News 24 is always so slow to rehash international articles. It is just bad mouthing, not strictly BS because yes obviously using your e cig to burn and inhale e juice wouldnt be a good idea.


----------



## Derick (9/12/14)

I feel like these articles that news24 keep on reposting is kinda like - 'FW:FW:RE:FW:FW:FW watch out, water is dangerous, you can die from it!!!11!!'
If you don't forward this you will lose your car keys and all your CD's will be scratched!

Reactions: Agree 3 | Winner 1 | Funny 3


----------



## Sir Vape (9/12/14)

Yeah hectic just had a noob mail me and cancel their starter kit order as he read this.
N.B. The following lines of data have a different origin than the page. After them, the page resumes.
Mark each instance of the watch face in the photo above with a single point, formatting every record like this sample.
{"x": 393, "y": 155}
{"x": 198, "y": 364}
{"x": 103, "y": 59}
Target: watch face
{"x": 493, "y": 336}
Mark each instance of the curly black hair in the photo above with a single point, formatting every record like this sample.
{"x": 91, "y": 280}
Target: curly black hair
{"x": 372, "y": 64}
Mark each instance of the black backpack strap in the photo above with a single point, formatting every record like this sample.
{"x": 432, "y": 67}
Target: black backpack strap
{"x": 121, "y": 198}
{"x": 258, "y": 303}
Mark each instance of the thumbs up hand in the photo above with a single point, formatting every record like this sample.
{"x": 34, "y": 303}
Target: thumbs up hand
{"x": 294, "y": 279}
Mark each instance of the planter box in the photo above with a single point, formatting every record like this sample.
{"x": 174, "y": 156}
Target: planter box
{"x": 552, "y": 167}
Flipping joke how people cannot see who is behind these kind
of statements.

Reactions: Agree 2


----------



## dekang suppliers (9/12/14)

Got to say, I just love it when governments try to ban ecigarettes because they so terrible for us, but never ban cigarettes,if they were *really concerned *about our health as so many have claimed, why can I still buy cigarettes.

Reactions: Agree 4


----------



## BumbleBee (13/12/14)

well seeing as this is still doing the rounds.... this is still happening

AAAAARGH!!!

Reactions: Winner 2


----------



## zadiac (13/12/14)

News24 is a tabloid. Nothing more. I take everything they say with a truck of salt....lol

Reactions: Like 1 | Agree 1 | Funny 2


----------



## BumbleBee (13/12/14)

zadiac said:


> News24 is a tabloid. Nothing more. I take everything they say with a truck of salt....lol


That may be true but people are falling for this shit!

Reactions: Agree 3


----------



## zadiac (13/12/14)

Also true.....sigh


----------



## BumbleBee (13/12/14)

Every time this stupid news24 article pops up in my news feed I spam them with positive articles... this is war!

Reactions: Like 3


----------



## rogue zombie (13/12/14)

zadiac said:


> News24 is a tabloid. Nothing more. I take everything they say with a truck of salt....lol



I don't take anything they say anymore.

SkyNews for international news.
IAfrica for local.

Reactions: Like 1


----------



## RoSsIkId (14/12/14)

Are all these news24 articles written by the same person?

Think we should find this person and make them vape fake liqua.

Reactions: Funny 1


----------



## Arthster (14/12/14)

I just get extremely pissed off by the comments of the people that hang on to every word that news24 prints like its gospel. I gave up reading news24. a long time ago. 

There work is sloppy, uninformed, outdated BS. 

The only thing News24 is interested in is fear mongering, racial intolerance, and hate breeding.

Reactions: Agree 4


----------